My dermatologist quickly helped our family join a research group at the National Institute of Health’s National Cancer Institute (NIH/NCI). My family has hereditary melanoma. My father’s mother died from melanoma before I was born and later my mother’s father also died from the disease. My mother and father, sisters and niece, and my daughter have had melanomas, some with skin grafts. My son has had dysplastic moles, but no melanomas. Thankfully, all treatment within the family has been surgical with no metastases.
From 1980 to 1987, I had no recurrence. We lived in Iowa and in Saudi Arabia and continued to see dermatologists. I had many moles removed and in early 1987 I noticed a hard spot in my axilla (armpit).
Returning to the states, we moved to Kansas City, but also went to the NCI to be checked again. The NCI staff recommended that with my history, it needed to come out soon, so a surgeon in Kansas City removed all the lymph nodes from the left axilla area — 31 total. The initial lymph node was the size of a robin’s egg and it was malignant. This time I was referred to an oncologist. After the surgery, we decided against more treatment. I have had no melanomas since and work hard at sun avoidance.
However, the day before Thanksgiving in 1996, I was standing at our kitchen sink when blood began running down my leg. I was being treated for hemorrhoids, but this was obviously something different and scary. I was examined and the doctor gave me a presumptive diagnosis of rectal cancer. He sent me immediately to a gastroenterologist who said at my age of 38 rectal cancer was unlikely but scheduled a colonoscopy the next day.

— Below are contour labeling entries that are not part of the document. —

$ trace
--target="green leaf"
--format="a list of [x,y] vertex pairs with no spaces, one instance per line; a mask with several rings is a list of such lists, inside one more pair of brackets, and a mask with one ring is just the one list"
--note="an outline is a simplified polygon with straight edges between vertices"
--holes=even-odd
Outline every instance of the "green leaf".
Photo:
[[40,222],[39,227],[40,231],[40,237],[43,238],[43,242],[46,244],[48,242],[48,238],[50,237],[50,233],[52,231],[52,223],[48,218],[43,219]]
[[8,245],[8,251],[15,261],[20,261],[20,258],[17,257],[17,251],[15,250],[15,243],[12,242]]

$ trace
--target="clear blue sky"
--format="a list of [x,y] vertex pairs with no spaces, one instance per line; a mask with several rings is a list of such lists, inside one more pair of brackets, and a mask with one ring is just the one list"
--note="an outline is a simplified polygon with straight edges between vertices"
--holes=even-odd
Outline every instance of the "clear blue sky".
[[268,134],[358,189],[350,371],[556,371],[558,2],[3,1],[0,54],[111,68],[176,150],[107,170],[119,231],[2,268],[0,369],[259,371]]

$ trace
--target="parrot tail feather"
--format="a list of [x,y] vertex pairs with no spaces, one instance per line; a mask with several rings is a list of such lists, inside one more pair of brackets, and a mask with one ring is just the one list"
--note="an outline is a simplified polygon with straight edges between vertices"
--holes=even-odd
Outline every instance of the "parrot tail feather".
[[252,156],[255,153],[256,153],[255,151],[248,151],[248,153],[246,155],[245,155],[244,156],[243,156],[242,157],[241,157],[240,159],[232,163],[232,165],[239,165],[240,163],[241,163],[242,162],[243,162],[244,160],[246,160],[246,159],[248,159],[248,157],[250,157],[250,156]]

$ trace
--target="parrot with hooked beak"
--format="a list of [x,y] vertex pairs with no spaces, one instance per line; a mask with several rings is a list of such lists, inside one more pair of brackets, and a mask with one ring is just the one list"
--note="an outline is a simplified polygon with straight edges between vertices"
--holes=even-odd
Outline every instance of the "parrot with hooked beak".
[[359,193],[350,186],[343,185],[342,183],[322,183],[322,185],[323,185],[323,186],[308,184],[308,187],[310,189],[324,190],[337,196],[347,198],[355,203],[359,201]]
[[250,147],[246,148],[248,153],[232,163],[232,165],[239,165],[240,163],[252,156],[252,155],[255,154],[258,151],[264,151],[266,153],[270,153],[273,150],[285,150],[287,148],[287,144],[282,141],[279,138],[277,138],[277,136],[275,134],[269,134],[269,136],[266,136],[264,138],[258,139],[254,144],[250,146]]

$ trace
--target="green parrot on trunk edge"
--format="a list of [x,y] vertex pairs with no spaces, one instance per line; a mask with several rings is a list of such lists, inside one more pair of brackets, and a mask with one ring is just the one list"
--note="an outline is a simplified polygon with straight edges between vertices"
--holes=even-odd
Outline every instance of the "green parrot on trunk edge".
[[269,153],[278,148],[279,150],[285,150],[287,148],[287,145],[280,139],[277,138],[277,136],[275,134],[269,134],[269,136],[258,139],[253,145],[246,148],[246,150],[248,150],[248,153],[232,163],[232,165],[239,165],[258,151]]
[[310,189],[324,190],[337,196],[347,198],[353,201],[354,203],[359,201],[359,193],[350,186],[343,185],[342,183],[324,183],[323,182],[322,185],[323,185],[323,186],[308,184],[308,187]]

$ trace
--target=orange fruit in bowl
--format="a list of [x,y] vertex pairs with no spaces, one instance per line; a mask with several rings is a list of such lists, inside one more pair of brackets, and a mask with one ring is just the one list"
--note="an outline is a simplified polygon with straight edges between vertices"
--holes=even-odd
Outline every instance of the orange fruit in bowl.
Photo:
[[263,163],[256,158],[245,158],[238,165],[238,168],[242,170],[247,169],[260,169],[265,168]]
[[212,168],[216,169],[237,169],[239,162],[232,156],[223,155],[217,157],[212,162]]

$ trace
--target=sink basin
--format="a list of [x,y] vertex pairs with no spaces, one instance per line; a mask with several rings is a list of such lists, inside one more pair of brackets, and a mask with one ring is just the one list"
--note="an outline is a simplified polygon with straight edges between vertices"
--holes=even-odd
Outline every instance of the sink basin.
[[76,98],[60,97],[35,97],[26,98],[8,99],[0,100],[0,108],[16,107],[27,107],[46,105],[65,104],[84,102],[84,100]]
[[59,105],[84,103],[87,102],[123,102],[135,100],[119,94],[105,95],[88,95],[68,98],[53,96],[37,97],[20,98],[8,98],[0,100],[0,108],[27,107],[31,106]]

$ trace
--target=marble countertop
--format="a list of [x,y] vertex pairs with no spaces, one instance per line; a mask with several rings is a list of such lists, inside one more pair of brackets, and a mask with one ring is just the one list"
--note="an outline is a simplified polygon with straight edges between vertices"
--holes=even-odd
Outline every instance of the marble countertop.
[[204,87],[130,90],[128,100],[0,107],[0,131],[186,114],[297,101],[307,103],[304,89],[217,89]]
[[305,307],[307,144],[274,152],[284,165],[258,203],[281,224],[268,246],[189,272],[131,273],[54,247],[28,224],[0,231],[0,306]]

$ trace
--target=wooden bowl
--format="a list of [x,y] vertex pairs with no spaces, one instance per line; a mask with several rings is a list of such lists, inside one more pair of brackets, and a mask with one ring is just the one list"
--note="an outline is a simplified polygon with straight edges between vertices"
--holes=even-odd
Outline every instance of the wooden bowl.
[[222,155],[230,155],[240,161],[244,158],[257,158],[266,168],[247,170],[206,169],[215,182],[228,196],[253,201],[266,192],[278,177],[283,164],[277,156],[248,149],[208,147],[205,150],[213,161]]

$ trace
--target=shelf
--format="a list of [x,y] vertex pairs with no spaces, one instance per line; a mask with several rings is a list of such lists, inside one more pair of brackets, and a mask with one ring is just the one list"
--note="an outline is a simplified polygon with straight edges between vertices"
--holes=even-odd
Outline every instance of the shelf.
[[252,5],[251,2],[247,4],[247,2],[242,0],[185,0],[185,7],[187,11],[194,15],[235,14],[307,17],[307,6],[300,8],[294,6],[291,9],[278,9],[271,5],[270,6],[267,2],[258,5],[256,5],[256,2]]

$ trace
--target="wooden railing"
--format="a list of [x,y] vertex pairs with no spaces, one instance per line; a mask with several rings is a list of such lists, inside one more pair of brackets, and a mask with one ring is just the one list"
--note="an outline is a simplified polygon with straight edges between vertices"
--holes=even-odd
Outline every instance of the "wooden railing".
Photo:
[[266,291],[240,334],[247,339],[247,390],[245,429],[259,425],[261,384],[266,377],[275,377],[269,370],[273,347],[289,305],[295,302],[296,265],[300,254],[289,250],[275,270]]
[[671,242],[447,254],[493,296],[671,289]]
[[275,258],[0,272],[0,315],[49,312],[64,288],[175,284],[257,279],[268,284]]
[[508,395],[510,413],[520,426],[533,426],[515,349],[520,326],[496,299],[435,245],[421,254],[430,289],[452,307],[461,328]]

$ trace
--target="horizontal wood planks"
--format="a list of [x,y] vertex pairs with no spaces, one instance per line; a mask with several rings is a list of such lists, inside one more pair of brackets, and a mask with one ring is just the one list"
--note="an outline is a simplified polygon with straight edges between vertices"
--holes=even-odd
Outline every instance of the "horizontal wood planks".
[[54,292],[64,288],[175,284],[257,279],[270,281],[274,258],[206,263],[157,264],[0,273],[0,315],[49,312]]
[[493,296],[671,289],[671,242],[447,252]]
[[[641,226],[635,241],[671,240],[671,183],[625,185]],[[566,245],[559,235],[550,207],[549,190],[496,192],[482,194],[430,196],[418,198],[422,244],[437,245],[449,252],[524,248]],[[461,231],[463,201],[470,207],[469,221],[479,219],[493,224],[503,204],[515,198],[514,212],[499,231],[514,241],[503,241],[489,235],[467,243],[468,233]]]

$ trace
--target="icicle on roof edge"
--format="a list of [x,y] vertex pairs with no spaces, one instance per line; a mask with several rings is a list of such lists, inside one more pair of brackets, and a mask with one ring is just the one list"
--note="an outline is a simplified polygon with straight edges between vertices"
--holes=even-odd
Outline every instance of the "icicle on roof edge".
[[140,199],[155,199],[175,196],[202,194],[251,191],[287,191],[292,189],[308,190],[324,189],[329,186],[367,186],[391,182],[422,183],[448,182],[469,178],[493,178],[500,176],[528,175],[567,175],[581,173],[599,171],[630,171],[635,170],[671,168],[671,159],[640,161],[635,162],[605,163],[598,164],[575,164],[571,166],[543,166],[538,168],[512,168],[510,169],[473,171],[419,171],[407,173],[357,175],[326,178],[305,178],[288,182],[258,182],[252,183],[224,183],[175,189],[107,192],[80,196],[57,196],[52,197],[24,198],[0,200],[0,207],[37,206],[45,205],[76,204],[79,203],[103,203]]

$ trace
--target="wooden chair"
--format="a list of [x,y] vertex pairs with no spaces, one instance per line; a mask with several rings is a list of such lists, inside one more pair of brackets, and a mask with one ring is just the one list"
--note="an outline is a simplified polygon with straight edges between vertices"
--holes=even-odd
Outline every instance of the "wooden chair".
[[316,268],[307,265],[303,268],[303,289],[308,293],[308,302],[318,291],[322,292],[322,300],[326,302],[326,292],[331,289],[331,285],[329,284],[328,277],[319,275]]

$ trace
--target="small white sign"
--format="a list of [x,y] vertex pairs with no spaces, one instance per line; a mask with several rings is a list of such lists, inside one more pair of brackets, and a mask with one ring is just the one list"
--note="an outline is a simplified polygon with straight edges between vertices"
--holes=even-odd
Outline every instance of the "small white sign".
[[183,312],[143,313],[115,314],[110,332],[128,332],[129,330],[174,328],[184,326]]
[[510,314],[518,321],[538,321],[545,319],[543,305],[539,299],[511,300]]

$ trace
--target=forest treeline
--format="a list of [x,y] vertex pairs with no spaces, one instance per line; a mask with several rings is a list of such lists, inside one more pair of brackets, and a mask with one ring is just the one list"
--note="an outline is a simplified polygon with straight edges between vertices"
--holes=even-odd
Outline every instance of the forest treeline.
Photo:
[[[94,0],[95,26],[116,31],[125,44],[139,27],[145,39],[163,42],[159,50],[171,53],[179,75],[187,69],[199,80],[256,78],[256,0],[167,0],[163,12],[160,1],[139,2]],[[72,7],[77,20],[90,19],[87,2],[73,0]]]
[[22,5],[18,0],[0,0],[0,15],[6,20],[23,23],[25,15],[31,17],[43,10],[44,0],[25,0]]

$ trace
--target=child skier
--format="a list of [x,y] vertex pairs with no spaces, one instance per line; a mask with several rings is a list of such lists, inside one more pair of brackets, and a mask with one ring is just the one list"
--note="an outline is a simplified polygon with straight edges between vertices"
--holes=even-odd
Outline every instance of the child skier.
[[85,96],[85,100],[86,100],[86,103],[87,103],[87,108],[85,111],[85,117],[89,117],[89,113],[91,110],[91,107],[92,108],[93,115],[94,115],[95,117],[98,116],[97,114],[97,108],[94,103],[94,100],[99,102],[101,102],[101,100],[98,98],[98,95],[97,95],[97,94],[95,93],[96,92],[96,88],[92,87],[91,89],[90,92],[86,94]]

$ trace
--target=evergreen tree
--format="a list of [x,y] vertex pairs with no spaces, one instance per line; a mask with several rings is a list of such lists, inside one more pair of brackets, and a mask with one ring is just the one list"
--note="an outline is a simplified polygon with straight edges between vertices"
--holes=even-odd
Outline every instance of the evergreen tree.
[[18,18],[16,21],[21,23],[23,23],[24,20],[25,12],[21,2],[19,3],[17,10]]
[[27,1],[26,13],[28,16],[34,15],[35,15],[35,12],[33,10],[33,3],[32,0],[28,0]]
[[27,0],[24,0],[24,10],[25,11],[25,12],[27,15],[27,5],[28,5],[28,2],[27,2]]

When the pathology came back, the diagnosis was confirmed at stage IIIc.
Of the treatment options available I chose to have surgery first to get it OUT of my body. Due to the location of the tumor, I had to have my anus, rectum, sigmoid colon, and part of my descending colon removed and a permanent colostomy put in place. I was in the hospital over Christmas and it was the worst Christmas of my life.
After a short recovery period, I began chemotherapy and radiation. I selected an oncologist at the medical center where I work. After completing both treatments, I have remained cancer-free for 15 years.
According to the statistics, I probably should have died twice — but we are people not numbers. Additionally, a colostomy has been no big deal for me and the alternative wasn’t the best. My wife and my kids have been by my side through all of this, and my faith and belief system have been imperative in staying positive. I have now lived long enough to see my kids graduate from high school and go to college, my daughter get married, and for me to have a grandchild. As a recovering perfectionist, being diagnosed with cancer has helped me appreciate all that I have.